In Jammu & Kashmir, apple farmers are struggling as this year’s unrelenting monsoon destroyed their crops and rid them of customers, report Pragati K.B. and Showkat Nanda in The New York Times.
“The authorities shut the highway for almost two weeks in late August, and restricted heavy trucks from using the road through Sept. 17, to make repairs. That left harvested apples, packed in boxes and loaded onto trucks, stranded. They began to rot, and the crop still in the region’s orchards went unpicked,” says the report, noting that Kashmir accounts for over 70 percent of India’s apple harvest.

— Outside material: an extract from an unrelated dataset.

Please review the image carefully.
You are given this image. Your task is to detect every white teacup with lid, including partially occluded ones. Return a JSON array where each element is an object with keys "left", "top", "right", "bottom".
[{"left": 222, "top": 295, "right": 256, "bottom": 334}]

“Just two months ago, Mr Ashraf, the apple farmer, was a hopeful man. He had a good crop this year from his one-acre orchard and expected to make a profit of $4,600. Then came the rains in August, heavier and earlier than expected. Some of his produce was lost in the deluge, but he still had plenty to sell and make a comfortable profit. Then he heard the highway was closed, and he lost hope. He stopped picking the apples,” it adds, narrating one man’s story that reflects the state of affairs.